Bento is described as being designed exclusively for Mac OS X Leopard and takes advantage of many Leopard-specific features, such as live linking to iCal, Core Animation, Advanced Find, Time Machine Backups and Multimedia features.Bento organizes all your important information in one place. So you can manage your contacts, coordinate events, track projects, prioritize tasks, and more — faster and easier than ever before.
The missing component of iWork maybe?
http://www.bentotrial.com/preview/
Before I even try it, I'm curious as to pricing. No mention of that. Why should I try a pre-release preview if I don't know if I would want to pay for it down the line. If it is $25-70 and really useful, maybe. If it is $100+ or so, don't think it's worth it.
It isn't.sounds like a poor imitation of journler which does all the listed stuff and more
I'm still trying to figure out its purpose.

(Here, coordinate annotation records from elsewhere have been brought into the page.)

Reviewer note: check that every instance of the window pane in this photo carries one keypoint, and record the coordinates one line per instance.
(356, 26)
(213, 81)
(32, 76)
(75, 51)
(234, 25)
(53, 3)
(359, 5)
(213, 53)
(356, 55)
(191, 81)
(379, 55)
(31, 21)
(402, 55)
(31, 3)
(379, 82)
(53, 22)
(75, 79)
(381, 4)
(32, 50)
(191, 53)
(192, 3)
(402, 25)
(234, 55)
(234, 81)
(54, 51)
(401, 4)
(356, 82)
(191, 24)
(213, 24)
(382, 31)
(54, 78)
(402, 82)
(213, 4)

Well it's called Bento so it's a fair guess you can use it for storing sushi.
And it's made by FileMaker so it's a fair guess that people who know FileMaker and all of it's magical database abilities, but find it too massive and pricey for average home use, will probably consider this as a possible alternative for a home database program in which you can keep information on stuff like sushi parties, sushi dates, sushi recipes, an inventory of sushi sets you got for your wedding, and that cute little number you met at the sushi restaurant.
Chances are you can import all your contacts from Address Book and say, "Hey, Bento, find all my friends who live in the 123 area code, except for the ones with the last name "Gates", and send them an iInvite to this sushi party. Then show me all the events tagged "salmon" and mark them "sushi".
I'm still trying to figure out its purpose.
Wow. All fluff, no substance. I can't figure out much of anything from the links so far. Is this like MS Access, or Outlook, or Journaler, Numbers with forms, or what?